New Hampshire does not have an individual income tax, but the state taxes interest and dividend income. It also assesses a real estate transfer tax and private car tax on individuals. 

Additionally, the DRA also assesses the following businesses taxes in New Hampshire: Business Enterprise Tax, Business Profits Tax, Meals & Rooms Tax, Communications Services Tax, Electricity Consumption Tax, Tobacco Tax, Smokeless Tobacco Tax, Utility Property Tax, Railroad Tax, Nursing Facility Quality Assessment, and Medicaid Enhancement Tax.
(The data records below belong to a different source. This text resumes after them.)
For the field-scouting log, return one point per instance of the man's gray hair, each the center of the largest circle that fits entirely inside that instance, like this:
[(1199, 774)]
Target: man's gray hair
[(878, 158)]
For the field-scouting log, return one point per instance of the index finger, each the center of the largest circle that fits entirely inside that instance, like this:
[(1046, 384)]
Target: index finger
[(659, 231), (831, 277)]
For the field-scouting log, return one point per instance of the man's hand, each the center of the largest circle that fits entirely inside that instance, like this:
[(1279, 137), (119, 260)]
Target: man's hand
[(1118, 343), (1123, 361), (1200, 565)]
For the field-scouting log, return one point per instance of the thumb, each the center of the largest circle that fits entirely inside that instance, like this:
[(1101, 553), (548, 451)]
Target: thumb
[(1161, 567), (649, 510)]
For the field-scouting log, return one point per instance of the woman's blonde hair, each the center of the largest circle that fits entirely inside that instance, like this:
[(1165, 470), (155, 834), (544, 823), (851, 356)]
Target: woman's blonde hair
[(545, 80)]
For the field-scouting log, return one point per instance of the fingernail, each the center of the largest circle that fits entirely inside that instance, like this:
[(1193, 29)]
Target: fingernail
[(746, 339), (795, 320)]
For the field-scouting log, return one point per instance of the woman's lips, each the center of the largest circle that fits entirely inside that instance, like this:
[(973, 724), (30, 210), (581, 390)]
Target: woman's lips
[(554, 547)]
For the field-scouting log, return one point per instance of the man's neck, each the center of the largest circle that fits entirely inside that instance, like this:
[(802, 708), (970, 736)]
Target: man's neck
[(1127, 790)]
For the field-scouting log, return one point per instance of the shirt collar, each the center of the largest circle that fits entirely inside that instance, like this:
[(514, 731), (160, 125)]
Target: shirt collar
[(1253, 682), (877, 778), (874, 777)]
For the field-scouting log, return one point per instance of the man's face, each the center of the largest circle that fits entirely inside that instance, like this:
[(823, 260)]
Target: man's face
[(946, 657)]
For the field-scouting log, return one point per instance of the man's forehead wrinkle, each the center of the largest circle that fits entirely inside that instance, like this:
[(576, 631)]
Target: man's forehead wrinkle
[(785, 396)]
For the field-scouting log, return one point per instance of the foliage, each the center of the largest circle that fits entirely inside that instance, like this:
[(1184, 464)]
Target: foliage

If you are behind on any of these taxes, it can have serious consequences for you and your business. The DRA has broad collection powers in New Hampshire, but luckily, the state is also willing to work with taxpayers who have gotten behind on their tax obligations. 


Tax Resolution Options in New Hampshire

The New Hampshire DRA offers several options for people behind on their state taxes. You must apply for these programs, and acceptance is at the department's discretion. A New Hampshire tax pro can help you apply for these programs, and they can also help you select the best option for your situation.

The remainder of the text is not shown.